Sintomatica e ricca di significato quest’altra leggenda che poteva uscire solo dai “filò” di Sprea. È anche l’unica versione in cui l’“Orco” esce da una fenditura nella roccia di un monte.

 

       «Un uomo, recatosi un giorno a falciare l’erba in un prato di sua proprietà piuttosto lontano da casa, durante una pausa del lavoro, vide uscire da una roccia un uomo con una gran barba, il quale si fermò a due passi da lui. – Cosa vuoi da me?, gli chiese il contadino. L’uomo con la barba non gli rispose, ma si trasformò immediatamente in una bella signorina, accattivante e cortese. Anche lei si fermò a fissare il falciatore che le rivolse la medesima domanda che fece all’uomo barbuto: — Che cosa vuoi da me?, senza però averne risposta alcuna. Il poveraccio, a quel punto, imboccò in fretta e furia la strada per casa, dove, giunto, raccontò l’accaduto e tutti sentenziarono che si trattava dell’Orco» (Raccontata da Renzo Corbellari di Sprea –Anni Sessanta). 

 

L'ORCO...QUERCIA 

          «Un giorno un giovanotto che era solito bestemmiare, anche per motivi futili, tornando a casa da un lungo viaggio, fu costretto ad attraversare un ponte sopra il torrente che scorreva nei pressi della sua contrada.
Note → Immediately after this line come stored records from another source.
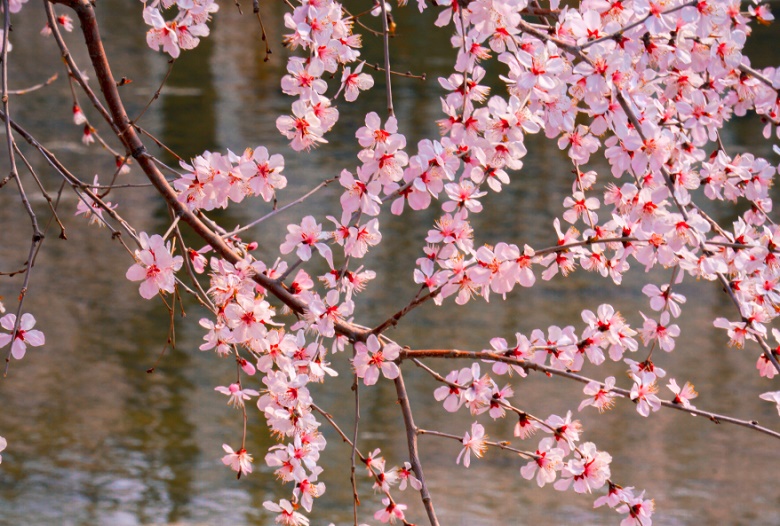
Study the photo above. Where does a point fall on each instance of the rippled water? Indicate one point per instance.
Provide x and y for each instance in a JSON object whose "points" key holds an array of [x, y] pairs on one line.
{"points": [[94, 439]]}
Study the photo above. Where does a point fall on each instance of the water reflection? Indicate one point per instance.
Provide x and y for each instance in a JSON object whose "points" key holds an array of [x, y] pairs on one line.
{"points": [[95, 439]]}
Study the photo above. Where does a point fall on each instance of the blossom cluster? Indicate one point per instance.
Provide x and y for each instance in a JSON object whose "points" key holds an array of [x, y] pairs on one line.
{"points": [[213, 180], [324, 31], [184, 30], [648, 86]]}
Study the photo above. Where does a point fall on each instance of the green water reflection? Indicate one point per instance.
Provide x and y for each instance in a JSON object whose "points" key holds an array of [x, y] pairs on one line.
{"points": [[95, 439]]}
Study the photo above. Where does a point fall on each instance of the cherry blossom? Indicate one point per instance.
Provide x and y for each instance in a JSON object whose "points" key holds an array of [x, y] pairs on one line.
{"points": [[600, 396], [391, 511], [682, 395], [473, 442], [239, 461], [25, 334], [545, 467], [155, 266], [371, 358], [236, 395], [643, 393]]}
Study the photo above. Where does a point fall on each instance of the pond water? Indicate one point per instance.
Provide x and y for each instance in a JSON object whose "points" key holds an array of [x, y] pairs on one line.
{"points": [[95, 439]]}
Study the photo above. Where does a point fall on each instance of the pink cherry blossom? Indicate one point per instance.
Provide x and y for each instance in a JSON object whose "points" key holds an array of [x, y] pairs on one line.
{"points": [[371, 358], [473, 442], [25, 334], [239, 461], [155, 266]]}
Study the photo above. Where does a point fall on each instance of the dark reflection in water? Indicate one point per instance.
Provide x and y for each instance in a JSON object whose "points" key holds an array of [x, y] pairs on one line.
{"points": [[95, 439]]}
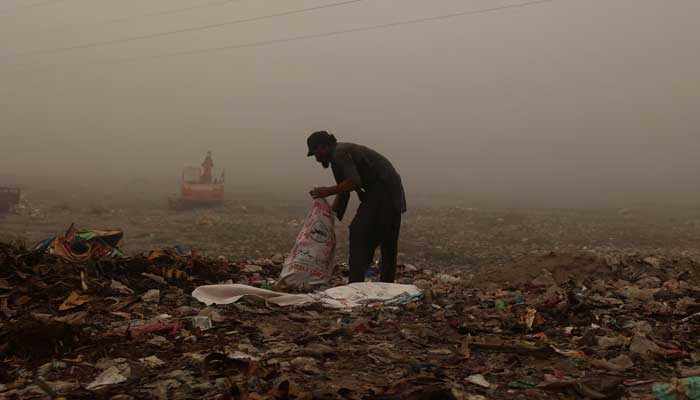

Vicino al ponte di legno c’era una grande quercia come quelle che si vedono in giro per i boschi della nostra montagna, L’uomo aveva appena messo piede sul ponte che scivolò improvvisamente giù nel torrente; ma, prima ancora che toccasse l’acqua, la quercia con i suoi robusti rami si piegò giù, giù, fino a farsi prendere con le mani da quel poveraccio; quindi, raddrizzatasi piano piano, lo rimise a terra sano e salvo. Quella volta l’Orco era diventato generoso ».

(Raccontata da Ernesto Anselmi di Sprea – Anni Sessanta).